An integrated urban platform is the essential software infrastructure for smart, sustainable and resilient city planning, operation and maintenance. Today such platforms are mostly designed to handle and analyze large and heterogeneous urban data sets from very different domains. Modeling and optimization functionalities are usually not part of the software concepts. However, such functionalities are considered crucial by the authors to develop transformation scenarios and to optimize smart city operation. An urban platform needs to handle multiple scales in the time and spatial domain, ranging from long term population and land use change to hourly or sub-hourly matching of renewable energy supply and urban energy demand.
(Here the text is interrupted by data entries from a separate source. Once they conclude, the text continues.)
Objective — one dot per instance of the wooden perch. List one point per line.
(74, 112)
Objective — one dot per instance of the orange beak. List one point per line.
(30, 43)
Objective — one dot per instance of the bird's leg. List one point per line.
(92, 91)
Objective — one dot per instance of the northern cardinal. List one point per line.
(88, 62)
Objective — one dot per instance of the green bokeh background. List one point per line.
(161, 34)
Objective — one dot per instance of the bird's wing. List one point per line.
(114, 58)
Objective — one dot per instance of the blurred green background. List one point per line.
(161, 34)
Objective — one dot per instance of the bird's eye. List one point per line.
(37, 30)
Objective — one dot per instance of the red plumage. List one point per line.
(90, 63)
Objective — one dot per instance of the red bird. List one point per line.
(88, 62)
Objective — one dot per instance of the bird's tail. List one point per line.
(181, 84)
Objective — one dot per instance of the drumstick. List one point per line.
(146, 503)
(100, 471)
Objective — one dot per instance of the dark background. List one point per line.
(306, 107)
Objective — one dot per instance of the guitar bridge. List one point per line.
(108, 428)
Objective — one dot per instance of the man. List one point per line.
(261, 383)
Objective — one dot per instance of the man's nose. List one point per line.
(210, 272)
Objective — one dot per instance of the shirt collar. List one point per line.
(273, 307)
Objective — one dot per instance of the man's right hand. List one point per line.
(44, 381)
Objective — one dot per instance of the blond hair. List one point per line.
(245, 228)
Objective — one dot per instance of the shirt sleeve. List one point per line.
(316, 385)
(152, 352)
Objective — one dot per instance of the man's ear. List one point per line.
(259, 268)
The paper discusses software architecture concepts for data and modeling urban platforms, which allow to analyze and optimize the urban infrastructure with their energy, water and further resources such as food or goods consumption. Building, commerce and industry as well as the transport sector are in the focus of the efficiency and renewable supply analysis. The main driver is to derive zero carbon strategies for cities while including all major sectors of CO₂ generation.
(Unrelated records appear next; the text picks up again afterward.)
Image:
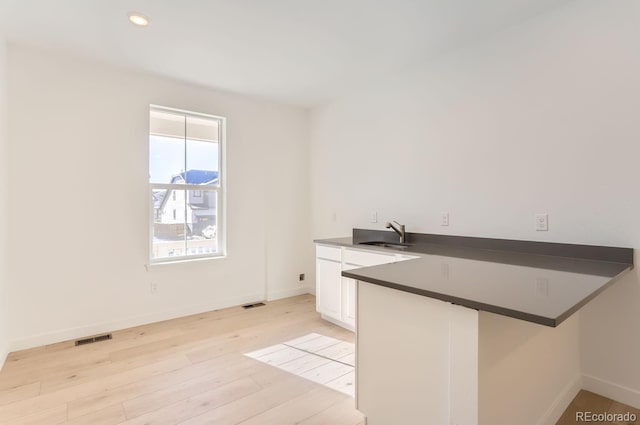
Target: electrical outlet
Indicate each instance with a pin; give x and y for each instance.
(444, 268)
(444, 219)
(542, 222)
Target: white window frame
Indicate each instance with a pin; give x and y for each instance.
(221, 189)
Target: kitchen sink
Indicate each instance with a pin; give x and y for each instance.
(384, 244)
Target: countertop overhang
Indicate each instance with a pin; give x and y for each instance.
(539, 282)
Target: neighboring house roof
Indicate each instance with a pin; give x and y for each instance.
(202, 177)
(195, 177)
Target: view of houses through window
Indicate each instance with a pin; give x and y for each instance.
(185, 152)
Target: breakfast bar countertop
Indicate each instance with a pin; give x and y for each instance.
(539, 282)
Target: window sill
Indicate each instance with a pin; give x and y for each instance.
(182, 260)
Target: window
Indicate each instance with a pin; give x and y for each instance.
(186, 184)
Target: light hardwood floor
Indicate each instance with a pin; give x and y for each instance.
(189, 371)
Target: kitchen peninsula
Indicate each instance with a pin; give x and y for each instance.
(472, 330)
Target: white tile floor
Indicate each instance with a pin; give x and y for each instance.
(322, 359)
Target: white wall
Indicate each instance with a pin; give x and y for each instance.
(79, 210)
(4, 209)
(542, 117)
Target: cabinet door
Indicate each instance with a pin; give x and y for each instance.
(349, 301)
(329, 288)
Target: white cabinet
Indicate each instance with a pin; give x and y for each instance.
(336, 295)
(349, 301)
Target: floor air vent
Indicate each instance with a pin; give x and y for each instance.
(93, 339)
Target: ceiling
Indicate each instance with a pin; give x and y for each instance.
(296, 51)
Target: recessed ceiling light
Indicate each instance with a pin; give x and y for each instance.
(138, 19)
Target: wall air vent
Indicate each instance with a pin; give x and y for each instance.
(93, 339)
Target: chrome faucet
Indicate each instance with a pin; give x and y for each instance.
(398, 228)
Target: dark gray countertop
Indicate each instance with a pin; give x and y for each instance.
(544, 289)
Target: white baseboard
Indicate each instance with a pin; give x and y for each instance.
(83, 331)
(338, 322)
(286, 293)
(611, 390)
(561, 402)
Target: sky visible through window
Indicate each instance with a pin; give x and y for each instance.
(167, 157)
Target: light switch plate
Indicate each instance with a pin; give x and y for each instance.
(444, 219)
(542, 222)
So far, two software architecture concepts have been implemented and tested, both using a 3D CityGML geometry data model: A workflow management system for city scale building energy modeling using a monthly energy balance calculation method and a micro service orchestration for dynamic building simulation modeling. The GIS based data analysis methodology and building energy workflow modeling method are applied to a case study district in New York City to demonstrate the implementation status and derive CO₂ mitigation strategies. The results showed how data gathered from different sources for the relevant sectors can be translated into CO₂-emissions. For a district in Brooklyn connected to a large electric substation with electricity monitoring data available, every individual building´s heating and cooling demand was simulated and resulted in a total annual heating demand of 1.72 TWh/a and 0.11 TWh/a of cooling. It could be shown that the building sector cooling demand can by reduced by 63 % by a change of set point temperature for cooling and reduced infiltration rate, while reducing the heat demand by 12 %. In addition, carbon accounting of the food and wastewater sector was done using the same GIS based modeling framework. The analysis showed that the food related electricity consumption for refrigeration corresponds to about 5 % of the overall electricity consumption and requires 2.6 GWh/a for transport. Using food waste in co-digestion of wastewater treatment plants could contribute another 7.4 GWh/a of combined heat and power. Such quantification of demand and energy sources could contribute to prioritize actions for CO₂ mitigation strategies in urban areas.

集成的城市平台是用于智能，可持续和灵活的城市规划，运营和维护的重要软件基础架构。如今，此类平台主要用于处理和分析来自非常不同领域的大型且异构的城市数据集。建模和优化功能通常不属于软件概念的一部分。但是，作者认为这些功能对于开发转型方案和优化智慧城市运营至关重要。一个城市平台需要在时空范围内处理多种尺度，范围从长期的人口和土地使用变化到可再生能源供应和城市能源需求的每小时或不到一小时的匹配。

本文讨论了用于数据和城市平台建模的软件体系结构概念，这些概念可以分析和优化城市基础设施的能源，水和其他资源，例如食物或商品的消耗。建筑，商业和工业以及运输部门是效率和可再生能源供应分析的重点。主要驱动力是为城市制定零碳战略，同时涵盖所有主要的CO ₂产生领域。

到目前为止，已经使用3D CityGML几何数据模型实施和测试了两个软件体系结构概念：使用月度能源平衡计算方法的城市规模建筑能源建模的工作流管理系统，以及用于动态建筑模拟建模的微服务编排。将基于GIS的数据分析方法和建筑能耗工作流建模方法应用于纽约市的一个案例研究区，以展示其实施状况并得出CO ₂缓解策略。结果表明，如何将从相关部门的不同来源收集的数据转换为CO ₂-排放。对于连接到大型变电站并具有可用电力监控数据的布鲁克林区，每个建筑物的供热和制冷需求都经过模拟，得出的年总供热需求为1.72 TWh / a和0.11 TWh / a。可以看出，通过改变制冷设定点温度和降低渗透率，可以将建筑部门的制冷需求减少63％，同时将热量需求减少12％。此外，使用相同的基于GIS的建模框架对食品和废水部门进行碳核算。分析表明，与食品有关的制冷用电量约占总用电量的5％，运输需要2.6 GWh / a。将食物垃圾用于废水处理厂的共消化，可另外产生7.4 GWh / a的热电联产。需求和能源的这种量化可能有助于确定CO的优先行动₂城市地区的缓解策略。